Дверь распахнулась так резко, что Алисон едва не получила ею в нос, лишь чудом сумев вовремя отшатнуться. Перед ними стояла длинноволосая женщина в перчатках для мытья посуды, на которых блестели пузырьки пены. Взгляд женщины, когда она окинула им подруг, трудно было назвать дружелюбным, отчего Кэйс подавилась словами приветствия и отступила назад.
— Чего вам?
— Добрый день, — сказала Джоани, мысленно возводя очи горе. Алисон, которую в дружеской беседе было не заткнуть, при первой встрече с кем-либо новым неизменно тушевалась, и всех её подруг это уже изрядно утомило. — Мы ищем миссис Прионт, это, наверное...
— Не я, уж во всяком случае, — фыркнула женщина, но настороженная складка у её бровей разгладилась, и она, посторонившись, как-то странно дернула головой, не то приглашая их войти, не то убирая с глаз прядь волос. — А старушка-то сегодня нарасхват.
— Простите?..
— Миссис Прионт! Давненько не было у неё новых учеников, — тут она приглушенно хмыкнула, а потом вдруг проворно развернулась и скрылась в глубине дома.
Дверь осталась открытой.
— Где, ты говорила, ты достала её адрес?
— Крисси его нашла в Интернете, — ответила Алисон и неуверенно заглянула внутрь. — Десять долларов в час и рядом со школой. — Она переступила с ноги на ногу и обернулась. — И что теперь?..
— Войдём, что ещё? — Джоани переступила порог и, отведя рукой занавеску, попала в зеленоватую темноту. Уже в прихожей чувствовался розмарин и ещё что-то горьковатое. Она заморгала, привыкая к освещению, и вздрогнула от неожиданности, когда встретившая их женщина (уборщица миссис Прионт, как она подумала) снова возникла перед ней.
— Сюда, — она отворила дверь налево, которую Джоани не сразу разглядела в полумраке. — Придется вам подождать, тут к ней... пришла одна, тоже насчет занятий.
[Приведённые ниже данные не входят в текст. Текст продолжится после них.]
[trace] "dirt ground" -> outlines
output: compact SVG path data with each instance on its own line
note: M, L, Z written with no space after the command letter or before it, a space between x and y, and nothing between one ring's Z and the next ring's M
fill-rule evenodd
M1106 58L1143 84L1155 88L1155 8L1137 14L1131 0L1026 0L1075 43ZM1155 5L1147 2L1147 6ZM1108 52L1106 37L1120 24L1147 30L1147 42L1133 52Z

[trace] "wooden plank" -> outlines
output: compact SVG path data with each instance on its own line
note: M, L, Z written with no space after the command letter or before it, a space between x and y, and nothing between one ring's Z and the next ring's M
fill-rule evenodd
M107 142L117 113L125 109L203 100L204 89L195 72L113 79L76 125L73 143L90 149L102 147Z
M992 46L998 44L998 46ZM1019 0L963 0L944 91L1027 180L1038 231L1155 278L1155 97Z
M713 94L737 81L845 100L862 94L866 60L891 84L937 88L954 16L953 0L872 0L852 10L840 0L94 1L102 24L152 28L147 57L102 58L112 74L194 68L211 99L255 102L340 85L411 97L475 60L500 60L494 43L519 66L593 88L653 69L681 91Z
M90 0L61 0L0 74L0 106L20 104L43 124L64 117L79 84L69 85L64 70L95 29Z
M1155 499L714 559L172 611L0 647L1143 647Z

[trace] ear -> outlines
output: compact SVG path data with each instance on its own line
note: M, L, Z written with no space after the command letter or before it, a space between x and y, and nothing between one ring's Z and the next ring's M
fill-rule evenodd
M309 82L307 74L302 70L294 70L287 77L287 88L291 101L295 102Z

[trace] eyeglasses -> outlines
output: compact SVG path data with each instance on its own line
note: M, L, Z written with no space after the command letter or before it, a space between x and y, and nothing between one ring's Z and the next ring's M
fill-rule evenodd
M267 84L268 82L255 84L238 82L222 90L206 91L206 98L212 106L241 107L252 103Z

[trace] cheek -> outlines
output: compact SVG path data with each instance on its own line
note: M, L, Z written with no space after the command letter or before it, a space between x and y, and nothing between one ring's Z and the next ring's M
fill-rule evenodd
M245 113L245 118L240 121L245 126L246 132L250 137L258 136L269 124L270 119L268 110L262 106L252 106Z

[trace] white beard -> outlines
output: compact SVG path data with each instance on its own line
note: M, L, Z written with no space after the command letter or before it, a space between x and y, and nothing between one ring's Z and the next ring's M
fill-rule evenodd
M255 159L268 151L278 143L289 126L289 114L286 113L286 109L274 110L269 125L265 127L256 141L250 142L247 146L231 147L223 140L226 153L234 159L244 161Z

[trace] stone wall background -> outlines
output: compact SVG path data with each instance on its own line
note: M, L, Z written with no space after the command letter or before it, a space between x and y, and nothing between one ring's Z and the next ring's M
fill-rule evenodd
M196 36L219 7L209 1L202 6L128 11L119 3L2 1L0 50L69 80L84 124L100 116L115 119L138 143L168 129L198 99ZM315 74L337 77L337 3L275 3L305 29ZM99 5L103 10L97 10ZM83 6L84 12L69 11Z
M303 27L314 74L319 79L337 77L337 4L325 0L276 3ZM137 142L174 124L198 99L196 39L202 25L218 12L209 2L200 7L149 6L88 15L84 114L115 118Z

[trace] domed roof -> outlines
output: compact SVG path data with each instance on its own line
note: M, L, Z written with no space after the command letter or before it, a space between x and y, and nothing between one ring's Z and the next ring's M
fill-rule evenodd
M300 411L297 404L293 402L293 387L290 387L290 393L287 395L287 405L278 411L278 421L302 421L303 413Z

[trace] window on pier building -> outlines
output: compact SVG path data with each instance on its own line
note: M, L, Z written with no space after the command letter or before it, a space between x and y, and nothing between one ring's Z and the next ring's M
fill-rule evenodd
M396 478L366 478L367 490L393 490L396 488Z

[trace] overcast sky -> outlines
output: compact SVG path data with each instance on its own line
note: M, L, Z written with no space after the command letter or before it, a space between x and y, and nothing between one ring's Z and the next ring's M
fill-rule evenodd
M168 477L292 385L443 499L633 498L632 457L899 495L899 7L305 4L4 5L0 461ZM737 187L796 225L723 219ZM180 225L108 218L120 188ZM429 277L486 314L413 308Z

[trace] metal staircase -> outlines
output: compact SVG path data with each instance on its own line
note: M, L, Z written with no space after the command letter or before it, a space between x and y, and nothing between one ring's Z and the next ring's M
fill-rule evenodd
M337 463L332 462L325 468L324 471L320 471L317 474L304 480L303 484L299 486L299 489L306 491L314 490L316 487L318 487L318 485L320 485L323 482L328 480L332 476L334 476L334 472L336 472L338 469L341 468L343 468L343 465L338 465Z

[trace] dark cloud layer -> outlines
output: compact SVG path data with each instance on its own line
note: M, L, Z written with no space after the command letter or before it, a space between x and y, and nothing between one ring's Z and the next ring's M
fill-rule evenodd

— Спасибо, — выговорила догнавшая Джоани Кэйс и мимо подруги проскользнула в небольшую гостиную. Свет, хлынувший оттуда в прихожую, позволил дочери Генри Хайдеггера рассмотреть несколько смешных статуй, напоминающих садовых человечков, только без шапок, с заостренными кончиками ушей и сделанных из бронзы. Надо же, как симпатично, подумалось ей.
— Джоан!
То, что Джоани вначале приняла за гостиную, оказалось маленькой комнатой с массивным столом из красного дерева у окна и такими же стульями. На столе лежала кружевная салфетка и стоял разрисованный кувшинчик с вишнёвой веточкой. У стены, рядом с дверью, помещался диван, на котором уже сидела Алисон, и небольшой столик с ворохом журналов с плотными блестящими страницами. Ещё одна дверь, из комнатки (служившей, вероятно, чем-то вроде кабинета) в гостиную, была полностью стеклянной — через неё был виден другой стол и полированный бок фортепиано — а оба подоконника ломились от зелени, и... Стойте, это что, сельдерей в цветочном горшке?
— Как-то не похоже, что здесь много кто бывает, — заметила Кэйс, искоса рассматривая журнальную кипу. — Да садись же! Вон она, смотри.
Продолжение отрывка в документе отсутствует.